Our correspondent emphasised: "the people are asking for reforms, not necessarily for the president to step down".
Tuesday's developments come after a pledge by Syrian authorities to lift the state of emergency in force since the ruling Baath party took power in 1963.
"We know the emergency law will be lifted, that is confirmed ... the question is when will that happen," our correspondent said.
Lawyers say the emergency law has been used by authorities to ban protests, justify arbitrary arrests and closed courts and give free rein to the secret police.
Last week, the state also announced other reforms, including the release of detainees and plans to form new laws on the media and licensing political parties.
Meanwhile, protests have grown increasingly violent across the country, with scores being killed in the recent unrest.

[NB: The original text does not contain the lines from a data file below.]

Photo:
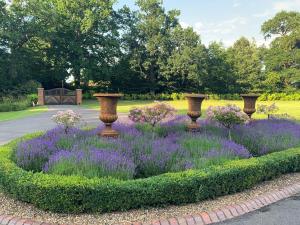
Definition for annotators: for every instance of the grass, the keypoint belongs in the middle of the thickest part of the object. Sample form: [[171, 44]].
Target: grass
[[4, 116], [290, 107]]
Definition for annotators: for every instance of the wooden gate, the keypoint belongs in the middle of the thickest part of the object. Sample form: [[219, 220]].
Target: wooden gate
[[60, 96]]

On Monday, security forces fired tear gas and live ammunition into the air to disperse hundreds of protesters in Daraa, who were demanding an end to the emergency laws.
Al Jazeera's Cal Perry reports on the deadly anti-government protests in southern Daraa
They also called for the release of thousands of political prisoners and for Assad to allow freedom of speech and assembly and curb the free reign the security apparatus enjoys in the country of 22 million.
At least 61 people were killed in 10 days of anti-government protests in southern Daraa.
On Sunday, security forces were deployed to the northern city of Latakia after violent protests left at least 12 people dead.
And in Sanamin on Friday, at least 10 people were killed at a protest.
Such demonstrations would have been unthinkable a couple of months ago in Syria, but it now faces the wave of Arab revolutionary sentiment which has toppled leaders in Egypt and Tunisia.
Assad, who became president after the death of his father in 2000, has been criticised by the West and even close ally Turkey, Syria's northern neighbour, for using violence against peaceful protesters.
The president has yet to respond to the demonstrations, but Farouq al-Shara, his vice-president, said the president would give an important speech shortly.